Hardware Information: https://docs.cloudlab.us/hardware.html - CloudLab Clemson,
nvidiaghExperiment Profile Link: https://www.cloudlab.us/p/gpu-coherence/grace-hopper
Instantiate a new experiment, using the profile listed above on one of the nvidiagh nodes available through CloudLab's Clemson Datacenter.
Follow these steps to initialize your CUDA Environment.

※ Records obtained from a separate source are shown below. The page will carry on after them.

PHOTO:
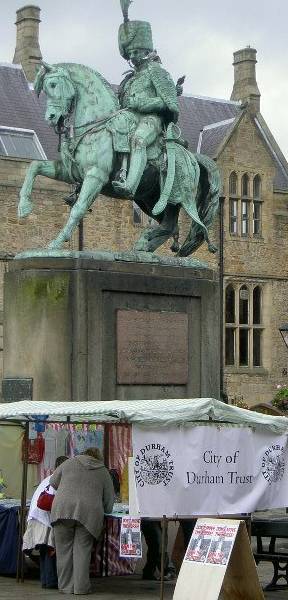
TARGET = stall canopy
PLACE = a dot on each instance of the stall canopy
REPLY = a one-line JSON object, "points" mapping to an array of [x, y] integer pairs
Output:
{"points": [[146, 412]]}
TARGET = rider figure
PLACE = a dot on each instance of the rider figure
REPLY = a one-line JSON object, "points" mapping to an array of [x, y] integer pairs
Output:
{"points": [[149, 91]]}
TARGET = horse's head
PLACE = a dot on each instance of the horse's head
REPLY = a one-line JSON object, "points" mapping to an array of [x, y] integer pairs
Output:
{"points": [[57, 84]]}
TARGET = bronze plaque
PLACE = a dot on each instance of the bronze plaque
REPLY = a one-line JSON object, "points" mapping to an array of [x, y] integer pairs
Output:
{"points": [[152, 347]]}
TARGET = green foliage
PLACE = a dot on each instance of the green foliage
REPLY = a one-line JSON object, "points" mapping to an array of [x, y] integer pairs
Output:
{"points": [[281, 398]]}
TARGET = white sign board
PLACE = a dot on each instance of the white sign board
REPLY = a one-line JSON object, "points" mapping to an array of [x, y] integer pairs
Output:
{"points": [[130, 538], [209, 470], [218, 560]]}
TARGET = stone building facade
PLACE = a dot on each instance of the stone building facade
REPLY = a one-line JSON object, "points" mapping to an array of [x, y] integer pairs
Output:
{"points": [[255, 190]]}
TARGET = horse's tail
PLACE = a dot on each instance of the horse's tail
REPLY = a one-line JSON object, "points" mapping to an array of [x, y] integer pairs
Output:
{"points": [[206, 206]]}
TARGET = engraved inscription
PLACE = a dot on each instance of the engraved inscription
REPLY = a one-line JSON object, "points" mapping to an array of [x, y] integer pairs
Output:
{"points": [[152, 347]]}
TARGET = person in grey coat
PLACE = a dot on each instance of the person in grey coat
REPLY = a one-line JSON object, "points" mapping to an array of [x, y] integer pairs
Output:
{"points": [[84, 493]]}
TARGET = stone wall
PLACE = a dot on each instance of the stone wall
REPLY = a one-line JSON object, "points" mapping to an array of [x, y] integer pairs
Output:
{"points": [[110, 226]]}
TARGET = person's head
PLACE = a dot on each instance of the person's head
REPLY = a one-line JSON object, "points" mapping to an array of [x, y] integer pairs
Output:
{"points": [[135, 41], [94, 453], [59, 460], [137, 55]]}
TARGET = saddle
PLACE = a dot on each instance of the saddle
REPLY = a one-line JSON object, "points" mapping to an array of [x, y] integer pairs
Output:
{"points": [[122, 126]]}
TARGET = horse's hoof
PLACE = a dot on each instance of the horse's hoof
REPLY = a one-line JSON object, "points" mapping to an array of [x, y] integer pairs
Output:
{"points": [[24, 209]]}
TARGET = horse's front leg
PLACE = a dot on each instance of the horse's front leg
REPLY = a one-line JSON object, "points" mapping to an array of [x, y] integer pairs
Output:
{"points": [[92, 185], [49, 168]]}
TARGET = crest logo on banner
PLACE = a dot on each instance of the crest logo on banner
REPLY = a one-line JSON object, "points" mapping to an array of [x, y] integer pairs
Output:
{"points": [[153, 465], [273, 464]]}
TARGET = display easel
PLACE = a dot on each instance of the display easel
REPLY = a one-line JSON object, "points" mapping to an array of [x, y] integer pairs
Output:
{"points": [[236, 580]]}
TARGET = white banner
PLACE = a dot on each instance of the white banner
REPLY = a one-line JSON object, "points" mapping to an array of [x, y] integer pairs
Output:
{"points": [[209, 470]]}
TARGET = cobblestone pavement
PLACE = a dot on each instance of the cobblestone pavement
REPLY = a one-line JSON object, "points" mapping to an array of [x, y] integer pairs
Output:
{"points": [[115, 588], [129, 588]]}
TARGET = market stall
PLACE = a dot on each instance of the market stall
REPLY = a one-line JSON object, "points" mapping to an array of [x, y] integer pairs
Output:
{"points": [[168, 419]]}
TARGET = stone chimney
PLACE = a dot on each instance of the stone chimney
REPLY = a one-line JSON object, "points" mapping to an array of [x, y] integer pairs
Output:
{"points": [[27, 52], [245, 85]]}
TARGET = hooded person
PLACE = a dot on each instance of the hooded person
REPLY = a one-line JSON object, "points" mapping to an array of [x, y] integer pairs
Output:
{"points": [[84, 493], [39, 534]]}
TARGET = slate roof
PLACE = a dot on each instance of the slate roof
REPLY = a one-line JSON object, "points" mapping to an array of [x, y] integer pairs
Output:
{"points": [[213, 135], [20, 107], [205, 122]]}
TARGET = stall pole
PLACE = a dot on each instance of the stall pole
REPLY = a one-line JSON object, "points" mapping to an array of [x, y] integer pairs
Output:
{"points": [[163, 548], [20, 556]]}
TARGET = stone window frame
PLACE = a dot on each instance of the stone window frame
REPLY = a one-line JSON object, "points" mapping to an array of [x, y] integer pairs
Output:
{"points": [[245, 205], [19, 132], [244, 330]]}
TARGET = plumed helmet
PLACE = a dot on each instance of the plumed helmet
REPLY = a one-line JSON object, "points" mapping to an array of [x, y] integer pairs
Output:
{"points": [[134, 35]]}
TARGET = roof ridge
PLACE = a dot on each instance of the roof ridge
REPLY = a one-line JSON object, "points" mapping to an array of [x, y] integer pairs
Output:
{"points": [[219, 124], [219, 100]]}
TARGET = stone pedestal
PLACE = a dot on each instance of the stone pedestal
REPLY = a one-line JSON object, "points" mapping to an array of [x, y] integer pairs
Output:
{"points": [[93, 328]]}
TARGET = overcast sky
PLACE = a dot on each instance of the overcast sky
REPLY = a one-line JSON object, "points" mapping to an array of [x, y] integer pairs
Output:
{"points": [[193, 38]]}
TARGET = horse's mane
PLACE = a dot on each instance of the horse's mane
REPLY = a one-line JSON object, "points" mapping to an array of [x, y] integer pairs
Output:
{"points": [[39, 80]]}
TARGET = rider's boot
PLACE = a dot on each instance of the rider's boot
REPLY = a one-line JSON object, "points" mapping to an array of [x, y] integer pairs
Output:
{"points": [[138, 161]]}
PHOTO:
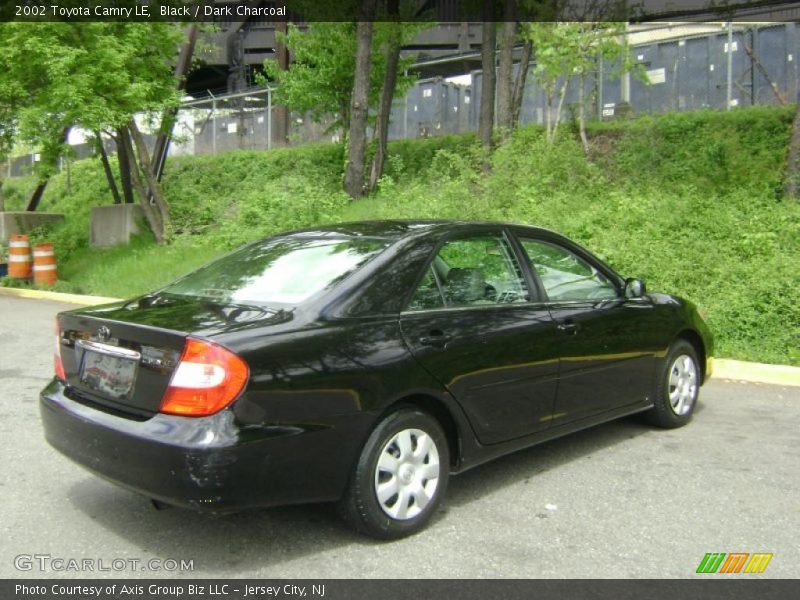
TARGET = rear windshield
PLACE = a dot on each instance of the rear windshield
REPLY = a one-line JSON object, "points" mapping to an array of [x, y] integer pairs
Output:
{"points": [[285, 271]]}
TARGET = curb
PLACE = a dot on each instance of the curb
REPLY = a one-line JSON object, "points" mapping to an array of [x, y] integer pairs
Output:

sudo DEBIAN_FRONTEND=noninteractive apt purge linux-image-$(uname -r) linux-headers-$(uname -r) linux-modules-$(uname -r) -y
sudo apt update
sudo apt install linux-nvidia-64k-hwe-22.04 -y
sudo reboot now
sudo apt install linux-headers-$(uname -r)

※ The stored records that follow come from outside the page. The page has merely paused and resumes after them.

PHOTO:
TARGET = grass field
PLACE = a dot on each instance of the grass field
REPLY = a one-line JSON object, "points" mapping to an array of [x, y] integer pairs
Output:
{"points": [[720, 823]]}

wget https://developer.download.nvidia.com/compute/cuda/repos/ubuntu2204/sbsa/cuda-keyring_1.1-1_all.deb
sudo dpkg -i cuda-keyring*.deb
sudo apt update
sudo apt install cuda-toolkit-12-4 -y
sudo apt install nvidia-kernel-open-550 cuda-drivers-550 -y
sudo mkdir /lib/systemd/system/nvidia-persistenced.service.d
sudo dd status=none of=/lib/systemd/system/nvidia-persistenced.service.d/override.conf << EOF
[Service]
ExecStart=/usr/bin/nvidia-persistenced --persistence-mode --verbose
[Install]
WantedBy=multi-user.target
EOF
sudo su
echo "kernel.numa_balancing = 0" >> /etc/sysctl.conf
sudo reboot now
sudo apt install numactl nvidia-cuda-toolkit build-essential -y
git clone https://github.com/icsa-caps/ismm26-artifacts.git
git submodule update --init --recursive
The grace-litmus directory hosts the herdtools7 suite, out of which we require diyone7 and litmus7. Follow their included build instructions (README.md, INSTALL.md), and then do the following to run the specific Message-Passing Litmus Test
diyone7 -arch AArch64 -name MP-rlx-rlx PodWW Rfe PodRR Fre
diyone7 -arch AArch64 -name MP-rlx-rel PodWW L Rfe PodRR Fre
diyone7 -arch AArch64 -name MP-rlx-rlx-acqrcsc PodWW Rfe A PodRR Fre
diyone7 -arch AArch64 -name MP-rlx-rlx-acqrcpc PodWW Rfe Q PodRR Fre
diyone7 -arch AArch64 -name MP-rlx-rel-acqrcsc PodWW L Rfe A PodRR Fre
diyone7 -arch AArch64 -name MP-rlx-rel-acqrcpc PodWW L Rfe Q PodRR Fre
mkdir -p mp-gen
cat <<'EOF' | diyone7 -arch AArch64 -o mp-gen
MP-rlx-fence-rlx: DMB.SYdWW Rfe PodRR Fre
MP-rlx-fence-rlx-fence: DMB.SYdWW Rfe DMB.SYdRR Fre
MP-rlx-rlx-rlx-fence: PodWW Rfe DMB.SYdRR Fre
EOF
For each generated .litmus file, make 3 copies and set:
Uncached:
Prefetch=0:x=F,0:y=F,1:x=F,1:y=F
Cached:
Prefetch=0:x=T,0:y=T,1:x=T,1:y=T
Modified:
Prefetch=0:x=W,0:y=W,1:x=W,1:y=W
litmus7 -set-libdir "$PWD/litmus/libdir" -o out/MP-rlx-rel-acqrcpc-uncached mp-tests/MP-rlx-rel-acqrcpc-uncached.litmus
make -C out/MP-rlx-rel-acqrcpc-uncached -j"$(nproc)"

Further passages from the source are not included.